Penampilan memukau Svadara dengan tarian Reog Ponorogo berhasil memikat hati para juri dan penonton. Ini menjadi prestasi kedua mereka di festival bergengsi ini setelah sebelumnya meraih penghargaan serupa pada tahun 2022.
Svadara Warna Indonesia Raih Bronze Award di Powerful Daegu Festival 2025
Svadara Warna Indonesia, binaan Dinas Kebudayaan Provinsi DKI Jakarta, menampilkan tarian Reog Ponorogo berjudul “Pertunjukan Reog Ponorogo Sasmita Selaras”.
Tarian tersebut merupakan perpaduan harmonis dari beberapa elemen penting Reog Ponorogo, seperti Jathilan, Bujang Ganong, Warok, dan Reog itu sendiri.
Tantangan dan Persiapan Menuju Panggung Dunia
Sebanyak 21 penari dari berbagai usia terlibat dalam penampilan di Daegu, Korea Selatan, pada 9-12 Mei 2025.
Para penari harus menampilkan dua format durasi, yaitu 10 menit dan 4 menit, dengan jadwal padat. Hari pertama mereka tampil dua kali (10 menit), dan hari kedua empat kali (satu kali 10 menit dan tiga kali 4 menit).
Cuaca musim semi di Daegu menjadi tantangan tersendiri. Suhu udara yang berkisar antara 12°C hingga 19°C, meskipun matahari bersinar terik, membutuhkan manajemen stamina yang ketat.
Alfrida Chrisna Sitorus, Ketua Tim Svadara, mengatakan bahwa keberhasilan ini diraih berkat kerja keras seluruh tim, terlepas dari tantangan adaptasi lingkungan dan perbedaan usia serta pengalaman para penari.
Kolaborasi dan Persiapan yang Matang
Sanggar Svadara berkolaborasi dengan Sanggar Sardulo Aji Manggolo dari Jakarta Selatan di bawah pimpinan Aji Pangestu. Kolaborasi ini menghadirkan pelatih koreografi dan pembarong profesional.
Proses latihan intensif telah dilakukan sejak Januari 2025 untuk menciptakan dua jenis tarian Reog Ponorogo Sasmita Selaras yang memukau.
Aji Pangestu menjelaskan konsep tarian Sasmita Selaras yang menekankan harmoni dan keselarasan dalam kehidupan, bukan pertentangan.
Dukungan dan Apresiasi dari Berbagai Pihak
Paguyuban Bumi Reog di Daegu memberikan dukungan penuh kepada Svadara, termasuk meminjamkan properti dadak merak dan menyebarkan informasi kepada warga negara Indonesia di Daegu.
Imam Choirul, Ketua Paguyuban Bumi Reog Daegu, menyatakan rasa bangga dan tergerak untuk membantu misi budaya ini di perantauan.
Kedutaan Besar Republik Indonesia (KBRI) Seoul juga memberikan apresiasi tinggi atas partisipasi Svadara dalam mempromosikan budaya Indonesia di kancah internasional.

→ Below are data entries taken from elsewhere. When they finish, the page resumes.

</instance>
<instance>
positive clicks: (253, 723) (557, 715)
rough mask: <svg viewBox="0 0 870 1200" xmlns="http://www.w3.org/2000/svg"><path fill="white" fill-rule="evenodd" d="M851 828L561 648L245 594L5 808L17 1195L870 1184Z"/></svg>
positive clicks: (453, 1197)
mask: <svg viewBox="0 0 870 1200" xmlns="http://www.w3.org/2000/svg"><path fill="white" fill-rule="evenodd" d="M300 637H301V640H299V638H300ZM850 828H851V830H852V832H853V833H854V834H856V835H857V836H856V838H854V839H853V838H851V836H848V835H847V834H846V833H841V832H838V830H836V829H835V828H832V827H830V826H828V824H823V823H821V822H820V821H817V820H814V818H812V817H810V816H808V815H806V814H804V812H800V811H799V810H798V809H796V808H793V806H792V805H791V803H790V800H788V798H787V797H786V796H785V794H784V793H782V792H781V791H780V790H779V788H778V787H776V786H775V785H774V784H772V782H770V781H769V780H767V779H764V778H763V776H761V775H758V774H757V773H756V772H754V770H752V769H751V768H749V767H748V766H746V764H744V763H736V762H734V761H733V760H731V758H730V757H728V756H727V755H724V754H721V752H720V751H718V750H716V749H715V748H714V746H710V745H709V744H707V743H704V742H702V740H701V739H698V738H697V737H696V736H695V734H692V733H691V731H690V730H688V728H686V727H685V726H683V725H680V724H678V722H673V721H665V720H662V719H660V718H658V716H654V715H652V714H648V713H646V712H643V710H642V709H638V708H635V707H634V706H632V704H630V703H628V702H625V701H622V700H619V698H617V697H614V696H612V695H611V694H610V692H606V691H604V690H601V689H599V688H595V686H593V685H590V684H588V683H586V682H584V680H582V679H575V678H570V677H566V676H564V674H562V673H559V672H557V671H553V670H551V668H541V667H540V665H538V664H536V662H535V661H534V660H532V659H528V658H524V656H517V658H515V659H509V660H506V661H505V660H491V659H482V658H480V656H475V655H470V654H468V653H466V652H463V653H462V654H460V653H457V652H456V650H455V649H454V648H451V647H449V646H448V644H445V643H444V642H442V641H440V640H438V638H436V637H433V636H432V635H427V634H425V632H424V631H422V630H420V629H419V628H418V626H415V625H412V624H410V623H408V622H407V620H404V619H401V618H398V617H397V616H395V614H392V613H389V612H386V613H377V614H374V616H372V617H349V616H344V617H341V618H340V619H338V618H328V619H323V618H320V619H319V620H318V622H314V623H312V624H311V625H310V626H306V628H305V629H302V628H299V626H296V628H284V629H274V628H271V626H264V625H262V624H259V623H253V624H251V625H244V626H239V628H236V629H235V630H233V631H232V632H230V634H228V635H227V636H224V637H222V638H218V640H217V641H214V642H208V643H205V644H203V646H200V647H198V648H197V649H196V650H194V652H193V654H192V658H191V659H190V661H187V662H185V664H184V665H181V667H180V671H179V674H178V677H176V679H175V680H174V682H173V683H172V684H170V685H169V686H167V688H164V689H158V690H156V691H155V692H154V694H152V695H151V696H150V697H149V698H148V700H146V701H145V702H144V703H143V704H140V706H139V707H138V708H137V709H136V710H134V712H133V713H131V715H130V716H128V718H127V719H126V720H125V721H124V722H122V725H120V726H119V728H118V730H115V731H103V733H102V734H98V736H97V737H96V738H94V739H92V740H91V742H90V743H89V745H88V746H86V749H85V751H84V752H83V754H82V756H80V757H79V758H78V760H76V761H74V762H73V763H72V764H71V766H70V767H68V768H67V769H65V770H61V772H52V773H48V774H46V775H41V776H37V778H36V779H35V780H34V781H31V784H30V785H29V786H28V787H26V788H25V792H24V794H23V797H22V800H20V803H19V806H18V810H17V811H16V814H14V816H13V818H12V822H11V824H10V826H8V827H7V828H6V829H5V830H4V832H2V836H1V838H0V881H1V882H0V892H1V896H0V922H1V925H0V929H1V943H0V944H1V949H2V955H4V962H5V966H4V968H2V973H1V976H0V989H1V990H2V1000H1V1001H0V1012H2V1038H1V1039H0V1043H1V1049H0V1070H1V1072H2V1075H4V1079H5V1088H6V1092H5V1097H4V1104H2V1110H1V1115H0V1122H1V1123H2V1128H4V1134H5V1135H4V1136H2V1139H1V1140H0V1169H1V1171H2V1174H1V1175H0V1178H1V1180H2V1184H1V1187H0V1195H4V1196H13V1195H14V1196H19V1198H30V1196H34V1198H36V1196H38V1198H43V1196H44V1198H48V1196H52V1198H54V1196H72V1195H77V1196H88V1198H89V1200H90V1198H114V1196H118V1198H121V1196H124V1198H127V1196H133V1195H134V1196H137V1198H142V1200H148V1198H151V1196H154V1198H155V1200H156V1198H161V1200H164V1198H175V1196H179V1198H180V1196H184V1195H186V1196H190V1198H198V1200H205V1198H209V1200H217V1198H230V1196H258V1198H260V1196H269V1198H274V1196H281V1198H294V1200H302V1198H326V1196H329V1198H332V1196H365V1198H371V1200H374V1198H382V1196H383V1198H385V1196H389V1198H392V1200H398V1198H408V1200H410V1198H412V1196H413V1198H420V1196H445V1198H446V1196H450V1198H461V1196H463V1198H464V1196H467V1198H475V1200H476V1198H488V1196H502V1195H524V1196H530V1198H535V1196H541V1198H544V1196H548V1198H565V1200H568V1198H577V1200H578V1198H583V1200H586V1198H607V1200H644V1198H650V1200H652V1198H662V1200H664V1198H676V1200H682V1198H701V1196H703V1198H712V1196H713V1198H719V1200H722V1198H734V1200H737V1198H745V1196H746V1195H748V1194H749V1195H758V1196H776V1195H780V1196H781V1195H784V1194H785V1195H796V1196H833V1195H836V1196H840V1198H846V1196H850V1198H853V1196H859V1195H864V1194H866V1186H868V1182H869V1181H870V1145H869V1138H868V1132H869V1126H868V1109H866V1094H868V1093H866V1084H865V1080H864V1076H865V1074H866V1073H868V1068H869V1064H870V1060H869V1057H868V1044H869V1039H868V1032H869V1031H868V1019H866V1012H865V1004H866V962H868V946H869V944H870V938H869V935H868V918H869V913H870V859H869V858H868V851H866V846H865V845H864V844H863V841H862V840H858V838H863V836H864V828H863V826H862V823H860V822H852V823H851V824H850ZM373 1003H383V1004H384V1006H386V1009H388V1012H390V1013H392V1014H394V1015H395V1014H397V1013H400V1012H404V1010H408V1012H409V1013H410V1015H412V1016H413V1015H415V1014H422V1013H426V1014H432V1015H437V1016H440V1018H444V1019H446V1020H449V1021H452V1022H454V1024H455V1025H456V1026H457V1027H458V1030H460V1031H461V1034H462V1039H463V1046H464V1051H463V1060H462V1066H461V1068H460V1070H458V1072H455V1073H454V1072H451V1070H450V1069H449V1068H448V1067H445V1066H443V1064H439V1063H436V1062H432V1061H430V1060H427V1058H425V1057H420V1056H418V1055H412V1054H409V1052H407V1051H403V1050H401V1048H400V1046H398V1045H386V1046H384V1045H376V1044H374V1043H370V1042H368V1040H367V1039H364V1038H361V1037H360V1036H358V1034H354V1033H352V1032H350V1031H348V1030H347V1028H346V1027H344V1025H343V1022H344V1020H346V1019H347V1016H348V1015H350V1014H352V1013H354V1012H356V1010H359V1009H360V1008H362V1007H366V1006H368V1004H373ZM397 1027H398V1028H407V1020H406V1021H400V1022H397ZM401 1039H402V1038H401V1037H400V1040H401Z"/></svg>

Lydia Safitri, Koordinator Fungsi Ekonomi Kreatif dan Digital, Percepatan Startup, dan Diplomasi Publik KBRI Seoul, mengatakan bahwa penampilan Svadara merupakan contoh nyata diplomasi budaya.

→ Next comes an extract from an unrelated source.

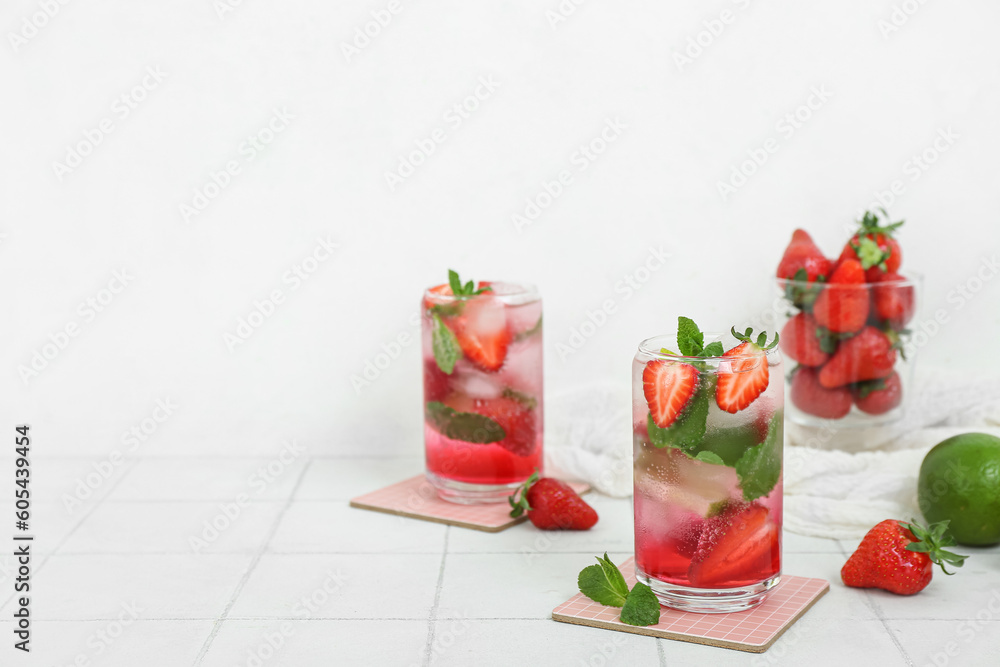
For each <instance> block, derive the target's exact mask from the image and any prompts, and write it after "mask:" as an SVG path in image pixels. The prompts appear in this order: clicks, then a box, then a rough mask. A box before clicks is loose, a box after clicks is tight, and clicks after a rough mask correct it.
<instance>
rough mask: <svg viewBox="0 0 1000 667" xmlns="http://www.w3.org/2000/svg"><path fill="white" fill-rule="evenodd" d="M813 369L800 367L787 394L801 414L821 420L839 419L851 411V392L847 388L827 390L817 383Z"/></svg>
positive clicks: (792, 402) (818, 383) (838, 388)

Pencapaian Svadara Warna Indonesia di Powerful Daegu Festival 2025 bukan hanya sebuah prestasi individu, tetapi juga kemenangan bagi Indonesia dalam memperkenalkan kekayaan budaya bangsa di panggung dunia. Dedikasi dan kerja keras mereka patut diapresiasi dan diharapkan dapat menginspirasi generasi muda untuk terus berkarya dan melestarikan warisan budaya Indonesia.